Тера молча повернулась к панели.
– Утилита «Образ 1.1», – подсказал хакер и задумчиво уставился в спину Теры. – Так странно разрешать кому-то работать за твоим компьютером... И я до сих пор не понимаю, почему это делаю.
– Вы очень одиноки, – просветил Корби взломщика, пересаживаясь на свободный подлокотник. Кресло возмущенно скрипнуло, Фламма что-то неразборчиво пробормотал.
– Это единственная фраза, которую я понял полностью, – буркнул позабытый всеми Зэрц. – Но если уж понял, то скажу – не парься, заморыш, и не таких делали достойными членами команды...
– Я не собирался... А, пока ты молчал, было лучше.
– О! – радостно воскликнул Корби, следивший за действиями помощницы. – Какую визуализацию выбрать? «Мисс Земля 2998» или из топа «Мокрых маек Сутореджа 2987»?
– Вот! Я вспомнил, почему работаю один!
– Оригинальный образ «Соль-200», – решила Тера, запуская программу.

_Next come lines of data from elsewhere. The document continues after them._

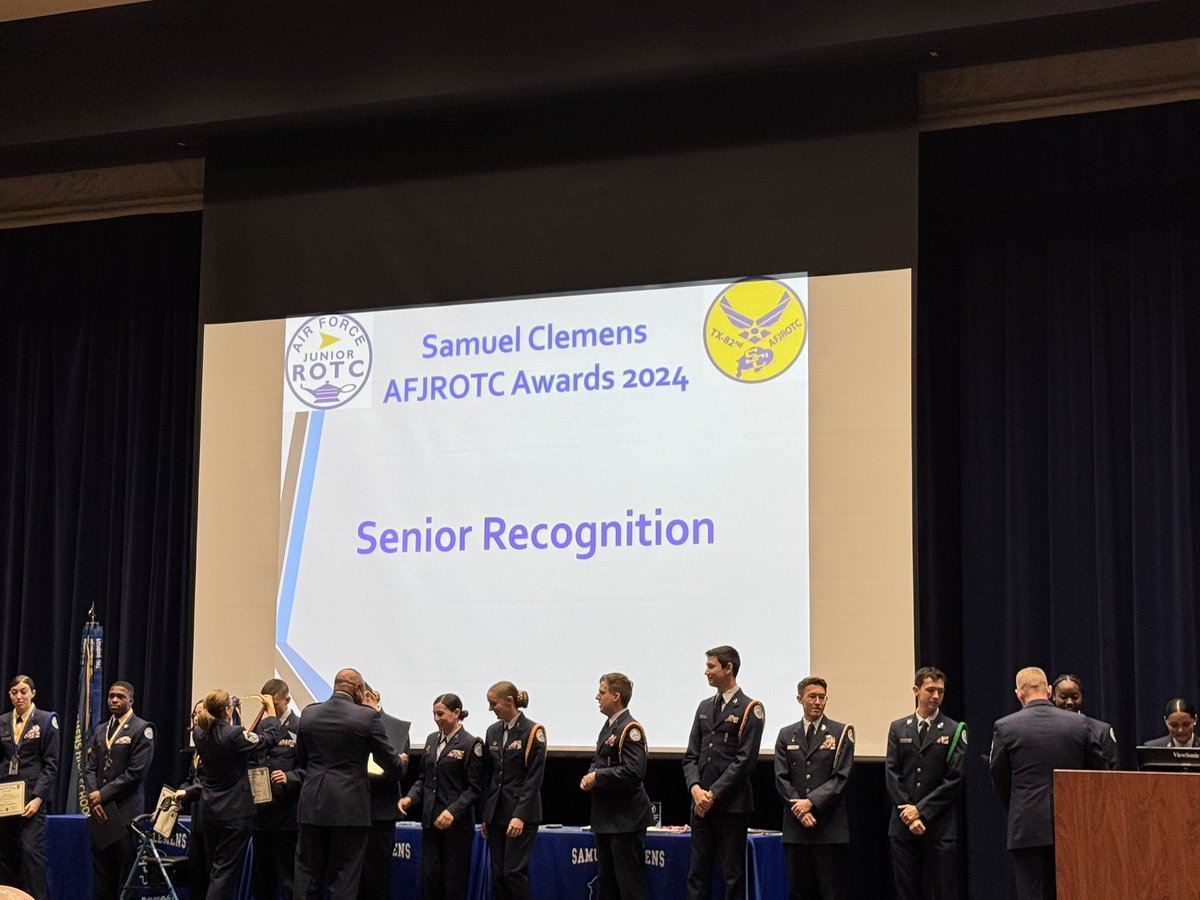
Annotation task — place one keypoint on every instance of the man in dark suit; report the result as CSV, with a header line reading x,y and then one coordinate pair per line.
x,y
29,753
1026,748
621,809
813,762
723,749
333,745
275,822
384,797
927,754
1068,694
118,760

Руд спрыгнул со стола и подошел к панели, уже не заботясь о проводах. Зэрц последовал его примеру. Голограмма померцала, настраиваясь, а потом сформировалась в объемное изображение землянки. Лицо, проработанное до деталей – до длинных ресниц и тщательно прорисованных бровей, – можно было назвать «стандартно миловидным». Никаких отталкивающих черт, разумеется, но и никаких мелочей, за которые бы цеплялся взгляд. Как правило, при тесных контактах с ИИ работники стремились внести в визуализацию особенности – нечто, что подходило под их параметры привлекательности, – и эта усредненность облика синтетического разума «Соли-200» выдавала все еще действующие неполадки в программе.